The Web 2.0 has been taken over by users: They represent the greediest bandwidth consumers, the ultimate deciders of which applications are actually adopted and, maybe even more importantly, the most prolific content generators. The Web 2.0 represents a dynamic gold mine of information. Every single event, anywhere in the world, is likely to be instantaneously commented and debated online by some community of users. This has drastic consequences: everything is out there, yet sometimes remains extremely difficult to dig out. In addition, we spend a substantial amount of time browsing news on the Web but the quest is not always effective: the stream of available news is huge and keeps growing exponentially. How can we filter out unwanted content while being able to discover new and relevant information? How can we find an answer when looking for ultra-specific content? The GOSSPLE project takes up this challenge by personalizing the Web 2.0 experience in a scalable and efficient way. Indeed, we argue that personalization is crucial. For scalability reasons, decentralization represents a great candidate: indeed personalizing requires to store and maintain a large amount of information per user, that only a few companies can afford. In addition, privacy reasons, since in front of the apparent eagerness of companies to exploit user-generated content, the users are more and more reluctant to make their interests explicit.
While explicit approaches (e.g. social networks) dominate on the Web, we introduced in GOSSPLE the notion of implicit social network and prove that it can be effective in a number of applications. More specifically, we have designed a fully decentralized system to assign to each user an implicit social network, connecting her to a set of users sharing similar interests. This relies on the definitions of novel application-specific metrics to measure the similarity between users accounting for multi interests and emerging ones. The GOSSPLE social network is built using two gossip protocols: (1) a first protocol constructs in a fully decentralized manner a dynamic random topology; (2) the second protocol relies on the first one to sample the network and ensures every user gets connected to a set of other nodes sharing interests with respect to an application (k closest neighbours). Among the many applications that can benefit from the GOSSPLE social network, recommenders are very promising and can be applied to pretty much any Web content editor today. We developed a fully decentralized news recommender called WhatsUp in which is a user expresses her interests through a like/dislike interface. In turn, WhatsUp associates to each user the users that share similar interests in a privacy-aware manner, resulting in each user receiving news items matching more and more her interests.
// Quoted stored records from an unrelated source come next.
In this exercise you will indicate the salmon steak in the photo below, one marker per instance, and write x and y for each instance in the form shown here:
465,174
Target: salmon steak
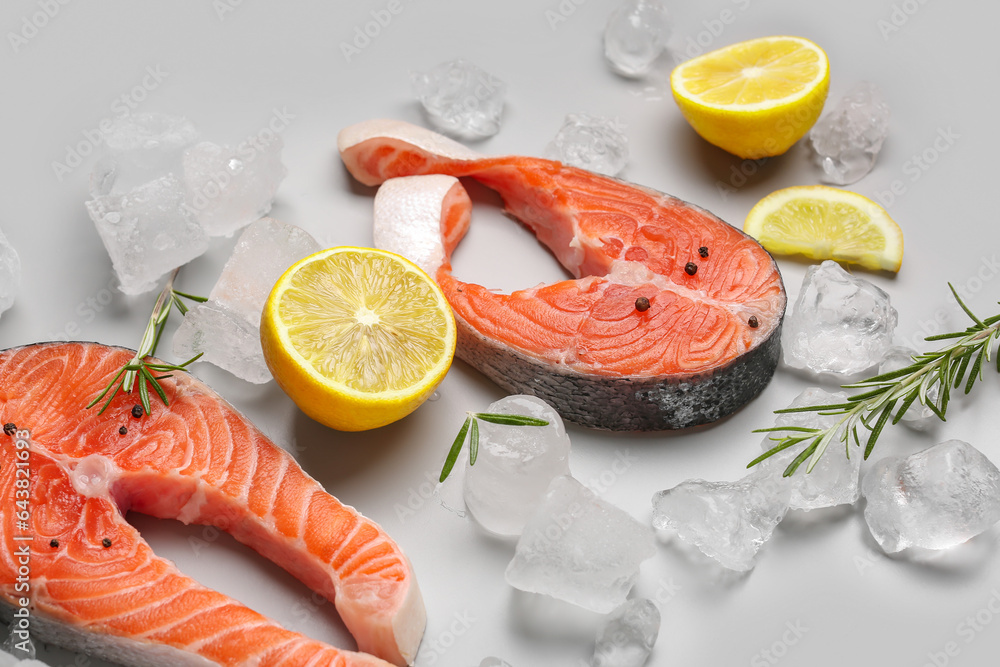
673,318
91,583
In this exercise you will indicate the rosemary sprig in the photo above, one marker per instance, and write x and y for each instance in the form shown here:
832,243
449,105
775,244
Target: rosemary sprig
137,367
885,398
471,428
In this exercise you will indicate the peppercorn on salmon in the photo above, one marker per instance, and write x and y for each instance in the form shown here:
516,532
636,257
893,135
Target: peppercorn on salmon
89,580
674,317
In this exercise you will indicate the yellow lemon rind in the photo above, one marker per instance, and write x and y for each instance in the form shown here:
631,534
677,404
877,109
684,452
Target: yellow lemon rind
889,258
328,401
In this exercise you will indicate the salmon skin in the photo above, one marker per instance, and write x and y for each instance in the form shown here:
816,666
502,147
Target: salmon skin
673,320
95,585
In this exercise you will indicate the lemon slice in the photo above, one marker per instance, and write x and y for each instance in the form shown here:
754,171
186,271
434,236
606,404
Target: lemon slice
357,337
827,223
755,98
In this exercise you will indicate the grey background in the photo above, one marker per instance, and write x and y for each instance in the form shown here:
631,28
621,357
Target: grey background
227,65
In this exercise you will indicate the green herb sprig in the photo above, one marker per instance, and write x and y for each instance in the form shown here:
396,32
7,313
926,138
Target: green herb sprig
885,398
137,367
471,428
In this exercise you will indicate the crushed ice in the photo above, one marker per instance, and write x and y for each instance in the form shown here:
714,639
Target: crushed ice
635,36
591,142
226,328
515,465
579,548
461,99
628,634
934,499
840,324
847,139
157,196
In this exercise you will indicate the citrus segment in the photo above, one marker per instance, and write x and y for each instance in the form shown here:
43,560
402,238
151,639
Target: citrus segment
826,223
357,337
755,98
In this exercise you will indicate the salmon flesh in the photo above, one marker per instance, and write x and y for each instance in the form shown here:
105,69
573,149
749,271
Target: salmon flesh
92,583
673,318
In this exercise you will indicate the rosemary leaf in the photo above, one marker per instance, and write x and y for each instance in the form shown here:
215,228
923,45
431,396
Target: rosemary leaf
144,395
509,420
815,408
964,307
885,398
474,442
456,447
977,369
114,382
907,402
156,386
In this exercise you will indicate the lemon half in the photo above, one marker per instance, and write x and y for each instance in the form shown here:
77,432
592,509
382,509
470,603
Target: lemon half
755,98
827,223
357,337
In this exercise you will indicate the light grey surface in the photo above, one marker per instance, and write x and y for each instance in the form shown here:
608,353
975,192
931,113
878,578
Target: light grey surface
822,594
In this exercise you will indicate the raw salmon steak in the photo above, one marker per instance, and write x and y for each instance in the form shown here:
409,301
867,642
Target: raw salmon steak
673,320
95,585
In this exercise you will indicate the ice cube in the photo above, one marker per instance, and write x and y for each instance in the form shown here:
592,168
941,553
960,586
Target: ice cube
918,416
847,139
579,548
224,339
147,231
140,148
515,465
934,499
493,662
635,36
228,188
10,273
840,323
263,252
461,99
591,142
227,327
727,521
835,478
627,637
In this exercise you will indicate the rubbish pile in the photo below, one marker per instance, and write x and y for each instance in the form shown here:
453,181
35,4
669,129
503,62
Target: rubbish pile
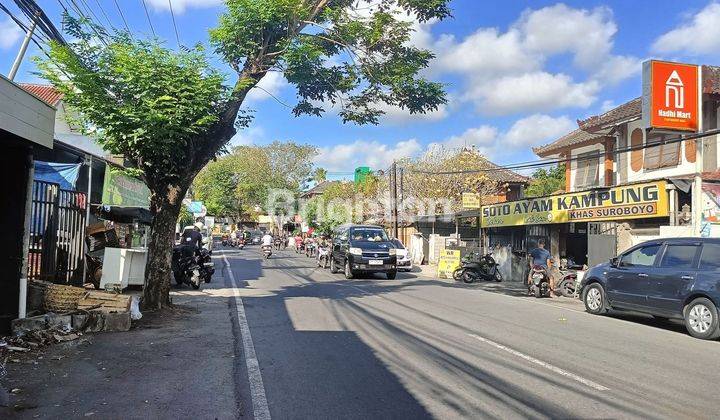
70,312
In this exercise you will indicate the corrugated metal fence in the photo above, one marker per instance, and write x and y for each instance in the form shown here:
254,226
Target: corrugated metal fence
57,231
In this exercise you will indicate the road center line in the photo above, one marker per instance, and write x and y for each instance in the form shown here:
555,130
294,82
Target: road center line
540,363
261,411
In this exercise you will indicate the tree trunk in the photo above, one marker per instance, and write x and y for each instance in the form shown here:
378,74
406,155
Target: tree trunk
165,206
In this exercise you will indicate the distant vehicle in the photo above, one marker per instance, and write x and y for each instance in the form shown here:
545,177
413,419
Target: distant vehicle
667,278
404,263
362,249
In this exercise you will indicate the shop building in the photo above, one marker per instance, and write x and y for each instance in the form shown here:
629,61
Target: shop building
630,176
26,128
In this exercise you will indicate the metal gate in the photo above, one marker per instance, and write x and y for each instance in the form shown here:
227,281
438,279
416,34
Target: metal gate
57,231
602,242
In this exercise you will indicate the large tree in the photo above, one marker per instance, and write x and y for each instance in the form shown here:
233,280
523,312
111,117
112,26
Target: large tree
170,112
234,184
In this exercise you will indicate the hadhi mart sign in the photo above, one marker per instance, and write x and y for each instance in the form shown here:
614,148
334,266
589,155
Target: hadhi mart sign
618,203
670,95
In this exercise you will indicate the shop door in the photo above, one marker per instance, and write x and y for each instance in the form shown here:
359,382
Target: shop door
602,242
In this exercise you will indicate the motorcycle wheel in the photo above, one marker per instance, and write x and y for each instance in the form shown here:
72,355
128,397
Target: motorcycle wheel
567,287
467,277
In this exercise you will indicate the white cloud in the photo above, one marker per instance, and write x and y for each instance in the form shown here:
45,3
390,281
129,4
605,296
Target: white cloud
346,157
396,115
179,6
536,129
558,29
269,86
485,53
698,35
10,33
532,92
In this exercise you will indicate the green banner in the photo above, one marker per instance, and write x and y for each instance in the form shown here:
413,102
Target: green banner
122,190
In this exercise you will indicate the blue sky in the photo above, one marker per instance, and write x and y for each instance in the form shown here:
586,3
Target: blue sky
518,73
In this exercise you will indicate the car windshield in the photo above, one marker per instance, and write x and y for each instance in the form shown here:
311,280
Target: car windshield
369,235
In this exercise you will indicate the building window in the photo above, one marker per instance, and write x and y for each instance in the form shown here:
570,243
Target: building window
587,173
662,155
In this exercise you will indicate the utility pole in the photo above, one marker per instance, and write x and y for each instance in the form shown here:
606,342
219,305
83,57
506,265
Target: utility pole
23,49
393,198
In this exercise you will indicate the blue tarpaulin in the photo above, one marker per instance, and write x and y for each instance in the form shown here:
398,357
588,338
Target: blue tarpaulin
65,174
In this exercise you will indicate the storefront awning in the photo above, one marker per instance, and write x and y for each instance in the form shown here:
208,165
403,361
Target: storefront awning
122,214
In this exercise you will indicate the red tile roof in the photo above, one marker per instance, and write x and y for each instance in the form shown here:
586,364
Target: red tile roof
46,93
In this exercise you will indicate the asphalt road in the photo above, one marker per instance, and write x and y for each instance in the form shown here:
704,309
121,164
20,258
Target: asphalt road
416,347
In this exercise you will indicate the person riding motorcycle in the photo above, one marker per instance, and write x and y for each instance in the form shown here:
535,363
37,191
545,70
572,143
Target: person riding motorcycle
192,236
541,257
267,240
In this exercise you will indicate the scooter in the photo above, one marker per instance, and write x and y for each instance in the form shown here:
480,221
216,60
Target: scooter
267,251
472,270
192,266
323,256
539,282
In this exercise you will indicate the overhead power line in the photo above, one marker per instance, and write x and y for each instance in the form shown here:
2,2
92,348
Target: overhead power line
589,156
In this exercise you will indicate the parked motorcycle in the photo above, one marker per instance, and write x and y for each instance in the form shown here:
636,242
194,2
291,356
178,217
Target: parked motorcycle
267,251
323,256
473,269
539,282
192,266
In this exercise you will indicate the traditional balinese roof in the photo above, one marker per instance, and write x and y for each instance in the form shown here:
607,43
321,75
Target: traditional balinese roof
628,111
46,93
574,138
317,189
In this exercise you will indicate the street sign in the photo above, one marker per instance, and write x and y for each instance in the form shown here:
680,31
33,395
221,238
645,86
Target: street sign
471,200
670,95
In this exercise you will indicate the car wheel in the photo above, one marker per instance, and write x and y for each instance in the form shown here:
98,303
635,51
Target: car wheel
701,319
348,271
594,299
567,287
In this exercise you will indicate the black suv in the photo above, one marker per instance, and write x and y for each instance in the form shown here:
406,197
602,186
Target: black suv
363,249
667,278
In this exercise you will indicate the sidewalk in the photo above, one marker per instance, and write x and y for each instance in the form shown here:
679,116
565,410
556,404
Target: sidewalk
179,365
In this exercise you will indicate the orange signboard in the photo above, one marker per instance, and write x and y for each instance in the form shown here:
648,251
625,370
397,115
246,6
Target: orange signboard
670,95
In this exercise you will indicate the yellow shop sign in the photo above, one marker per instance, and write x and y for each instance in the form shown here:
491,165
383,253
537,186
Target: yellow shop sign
617,203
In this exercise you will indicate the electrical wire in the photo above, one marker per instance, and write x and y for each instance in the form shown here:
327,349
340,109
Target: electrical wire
148,16
588,156
177,36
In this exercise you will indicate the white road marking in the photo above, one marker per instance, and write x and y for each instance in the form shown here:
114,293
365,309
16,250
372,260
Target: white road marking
261,411
546,365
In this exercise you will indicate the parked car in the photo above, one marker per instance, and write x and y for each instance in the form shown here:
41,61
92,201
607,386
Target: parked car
667,278
362,249
402,254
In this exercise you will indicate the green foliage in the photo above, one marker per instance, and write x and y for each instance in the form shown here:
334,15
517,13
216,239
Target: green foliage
545,182
143,101
235,184
320,175
186,218
336,52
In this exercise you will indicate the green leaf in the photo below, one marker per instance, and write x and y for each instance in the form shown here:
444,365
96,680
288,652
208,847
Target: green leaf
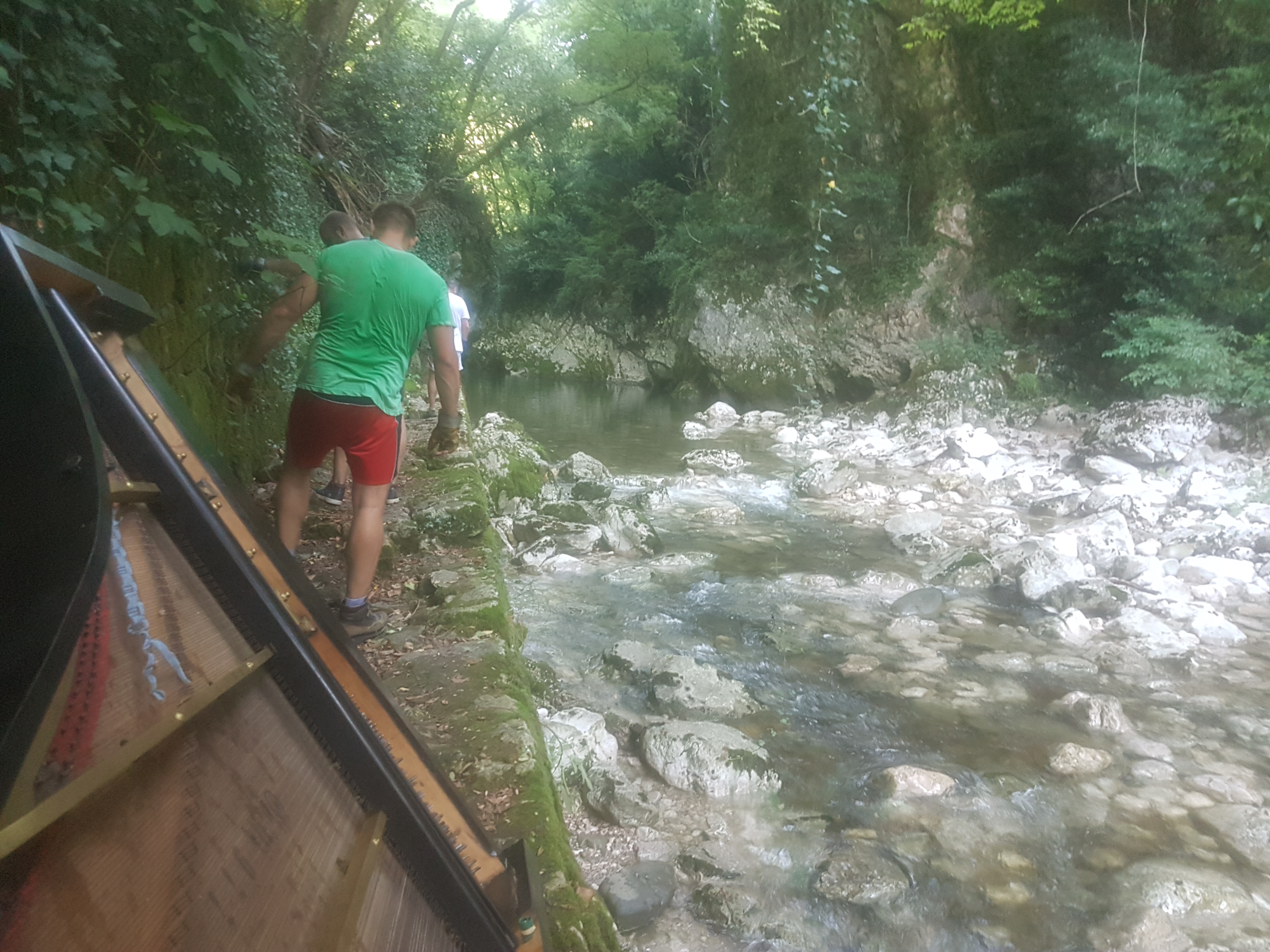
308,264
82,215
273,238
215,164
131,181
174,124
35,195
166,221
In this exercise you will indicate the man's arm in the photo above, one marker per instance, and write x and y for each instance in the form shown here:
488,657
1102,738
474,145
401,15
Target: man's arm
281,318
445,365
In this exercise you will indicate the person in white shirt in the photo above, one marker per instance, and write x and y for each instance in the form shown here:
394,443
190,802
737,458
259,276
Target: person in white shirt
463,328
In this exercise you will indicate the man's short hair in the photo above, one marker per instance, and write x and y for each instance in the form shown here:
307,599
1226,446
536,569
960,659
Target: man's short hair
335,226
395,216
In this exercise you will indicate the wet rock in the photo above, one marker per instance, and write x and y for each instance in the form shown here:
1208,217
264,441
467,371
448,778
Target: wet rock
580,466
1151,635
1057,504
1108,469
1071,627
1225,790
1098,541
577,743
633,658
639,894
708,758
535,554
1189,895
859,664
1047,572
628,534
1202,570
1245,829
591,492
968,442
685,688
1151,433
859,873
722,414
907,530
1213,629
723,907
1075,761
722,462
1100,712
826,479
926,604
707,861
721,514
907,782
1140,931
616,800
1093,597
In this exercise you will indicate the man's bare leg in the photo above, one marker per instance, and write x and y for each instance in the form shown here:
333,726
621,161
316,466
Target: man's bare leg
294,487
365,539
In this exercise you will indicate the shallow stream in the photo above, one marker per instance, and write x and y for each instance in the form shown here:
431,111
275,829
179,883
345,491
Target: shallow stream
785,591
The sampling-based approach of GOSSPLE can also be used to implement scalable user-based collaborative filtering –based recommenders. We also developed a hybrid architecture offloading CPU-intensive recommendation tasks to front-end client browsers, while retaining storage and orchestration tasks within back-end servers.
While the GOSSPLE approach, being fully decentralized, addresses the privacy issue w.r.t. a central authority, it introduces the issue of privacy w.r.t. other users in the system as well as some vulnerabilities w.r.t. selfish or even malicious behaviors. We introduce several approaches to cope with such issues: (1) a privacy-preserving mechanism to achieve similarity computations between users without revealing their own profile, addressing also differential privacy; (2) a novel approach to address misbehaviors in distributed systems, arguing that behind each machine lies a user who cares about her reputation and therefore misbehaves only up to the point that the misbehavior is not detected. This represents a radical change as compared to traditional approaches to handle misbehaviors in distributed computing; (3) an approach to perform distributed computation addressing at once scalability, privacy and accuracy.

Finally, we are now in the process of creating a startup based on this technology: the objective if to provide a scalable user-centric recommendation engine that any web content provider car easily integrate to a Web page. The proposed feature is scalable, cheap, easy to integrate, provides hugh-quality recommendations and cope extremely well with the high level of dynamics exhibited by Web users today.